The military to support a coup?

There is a rumor going around that the military is in or near Kiev to be in a position to support the government in a bid to hold power if the vote goes against Yanukovych. The rumor has it that the parades of two weeks ago, parades that were held two weeks earlier than they were originally planned to take advantage of a Putin visit to shore up Yanukovych support, were the cover to get them here.

This might have come from the opposition and even from Yuschenko himself, though I haven't confirmed this (and don't have the time to.) But there are problems with this, it seems to me.

The main problem is that the army is a conscript army; no one is there voluntarily. At a certain age, every male in the Ukraine must serve in the military. And there is a cottage industry here in parents trying to find the right person with enough influence to get their son the kind of position where he can serve out his time the easiest and, in some cases, the closest to home. Some people find that person and others do not-- or cannot afford the price.

The military is very underpaid and their living conditions are most often miserable. The food in any military is not going to be like momma makes and is always something to complain about. But the military food here is particularly bad. We went to a party at an R&D institute here in Kiev that had the military bring in a mess trailer to give people I think a feel for what the military ate. Sort of a "this is your military" like you might get in a US celebration. The food was awful from my perspective and my wife, who is Ukrainian, didn't like it much either. It was hog slop pure and simple though I think it would have made hogs finicky.

I don't know of any cases that have been reported here but the military in Russia has a real bad reputation. There is extensive and often brutal hazing that occurs. It is a way of maintaining discipline and order with a group of guys who do not want to be there in the first place. Suicides are a big issue there and so are AWOLs. And I think some of this has to be the case here because the same circumstances hold true here too.

So what you have is an army of soldiers who are there because they have to be, who are underpaid and ill-treated and have to be brutalized (or the threat of it maintained) to be kept in line. This is an army that is not going to be all that loyal to their command nor to the government that has put them there. But it is this army that the government is going to order to turn their guns on their fellow citizens and have any confidence they will do it? I just don't think that is likely to happen. There might be a unit of the military, like some sort of special forces unit, that has the loyalty and discipline to do this but it would most likely not be a large enough unit to control anything more than the government buildings. Would that be enough to hold power? I just don't think so.

Of course they might be able sto suppress some small scale protests or rebellion but they would have to be small scale. Anything large would require more military and that is the problem.

This is not to say they won't try it. They just might. There is nothing like the certainty men with power have that they can order something and it will be done. But I don't think it would have the effect they think it would.

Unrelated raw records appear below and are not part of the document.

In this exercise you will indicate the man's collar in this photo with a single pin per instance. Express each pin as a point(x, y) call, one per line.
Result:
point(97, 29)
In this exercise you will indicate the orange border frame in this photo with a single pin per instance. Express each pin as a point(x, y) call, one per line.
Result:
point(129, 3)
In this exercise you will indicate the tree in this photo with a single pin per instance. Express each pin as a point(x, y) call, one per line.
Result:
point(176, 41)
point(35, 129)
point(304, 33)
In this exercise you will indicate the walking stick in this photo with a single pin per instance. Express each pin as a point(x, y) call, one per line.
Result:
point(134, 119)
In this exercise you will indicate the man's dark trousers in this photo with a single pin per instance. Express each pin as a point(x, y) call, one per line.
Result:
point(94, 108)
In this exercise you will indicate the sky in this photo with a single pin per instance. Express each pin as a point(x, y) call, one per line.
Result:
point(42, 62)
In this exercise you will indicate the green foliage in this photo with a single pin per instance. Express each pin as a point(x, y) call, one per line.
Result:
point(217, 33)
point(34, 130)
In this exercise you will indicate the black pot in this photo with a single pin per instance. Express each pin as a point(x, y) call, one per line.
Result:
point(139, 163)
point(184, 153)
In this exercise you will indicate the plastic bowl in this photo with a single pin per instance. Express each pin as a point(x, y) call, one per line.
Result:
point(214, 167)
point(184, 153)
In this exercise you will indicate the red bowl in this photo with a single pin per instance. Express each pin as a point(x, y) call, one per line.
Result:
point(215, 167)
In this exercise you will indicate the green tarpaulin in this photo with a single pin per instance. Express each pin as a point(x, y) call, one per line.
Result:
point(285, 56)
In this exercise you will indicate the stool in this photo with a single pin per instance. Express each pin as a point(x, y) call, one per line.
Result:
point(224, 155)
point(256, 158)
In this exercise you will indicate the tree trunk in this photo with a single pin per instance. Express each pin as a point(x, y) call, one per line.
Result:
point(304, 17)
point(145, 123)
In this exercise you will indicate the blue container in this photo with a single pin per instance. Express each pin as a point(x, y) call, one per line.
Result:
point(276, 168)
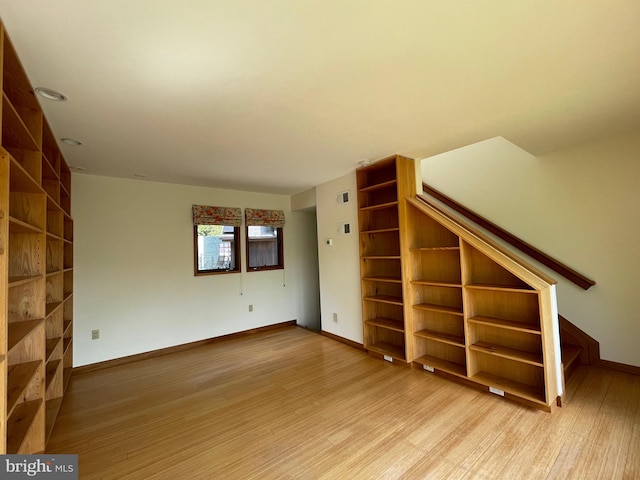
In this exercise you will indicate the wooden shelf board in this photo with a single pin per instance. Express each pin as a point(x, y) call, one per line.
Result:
point(447, 338)
point(380, 230)
point(431, 283)
point(500, 288)
point(66, 341)
point(378, 186)
point(387, 323)
point(506, 324)
point(385, 299)
point(534, 359)
point(52, 343)
point(18, 378)
point(383, 279)
point(18, 226)
point(444, 365)
point(53, 237)
point(380, 206)
point(439, 308)
point(20, 330)
point(19, 424)
point(528, 392)
point(52, 369)
point(20, 179)
point(15, 132)
point(52, 407)
point(22, 280)
point(389, 349)
point(52, 307)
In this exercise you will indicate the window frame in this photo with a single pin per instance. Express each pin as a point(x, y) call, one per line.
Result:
point(218, 271)
point(280, 250)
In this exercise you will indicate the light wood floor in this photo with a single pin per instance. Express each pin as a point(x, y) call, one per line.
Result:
point(292, 404)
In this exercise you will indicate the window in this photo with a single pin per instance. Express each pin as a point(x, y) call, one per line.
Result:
point(216, 239)
point(264, 239)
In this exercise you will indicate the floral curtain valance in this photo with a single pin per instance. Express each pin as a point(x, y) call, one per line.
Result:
point(264, 218)
point(206, 215)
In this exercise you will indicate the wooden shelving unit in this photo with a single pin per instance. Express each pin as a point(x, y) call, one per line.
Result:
point(438, 296)
point(36, 265)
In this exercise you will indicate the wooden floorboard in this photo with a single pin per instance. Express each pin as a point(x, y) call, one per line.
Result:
point(292, 404)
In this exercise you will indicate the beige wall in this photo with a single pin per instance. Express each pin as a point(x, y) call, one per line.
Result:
point(339, 263)
point(579, 205)
point(134, 277)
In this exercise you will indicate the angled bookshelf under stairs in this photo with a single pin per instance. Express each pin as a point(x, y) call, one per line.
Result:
point(438, 295)
point(36, 265)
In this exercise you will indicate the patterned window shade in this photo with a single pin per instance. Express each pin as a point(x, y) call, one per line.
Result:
point(206, 215)
point(264, 218)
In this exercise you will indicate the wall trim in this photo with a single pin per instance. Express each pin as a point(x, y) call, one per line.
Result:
point(620, 367)
point(92, 367)
point(350, 343)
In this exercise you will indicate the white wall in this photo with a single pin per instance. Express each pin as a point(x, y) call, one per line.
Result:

And it would also alienate them from the West, not only from the US but from Europe also. The past few days have shown they are somewhat sensitive to criticism from the West. (There are now an equal number of advertisements on TV for Yanukovych and Yuschenko. This is new and is one of the criticisms from the West.) Notwithstanding what Yanukovych has said in the past, and in the debate last night he said he would move the country more toward the West but it had to be slow--Ukraine cannot ignore the West entirely. There is too much foreign direct investment at stake and too many markets for their goods--the big one now is steel--for them to risk ticking countries off in this way. To go it alone these days even with Russia would relegate Ukraine to third world status for a long time. Calling out the military would make the administration a pariah and leave them to wallow in the backwaters of the world economy.

They will though marshal their administrative forces to secure the election instead. This sort of thing can be done more in the dark.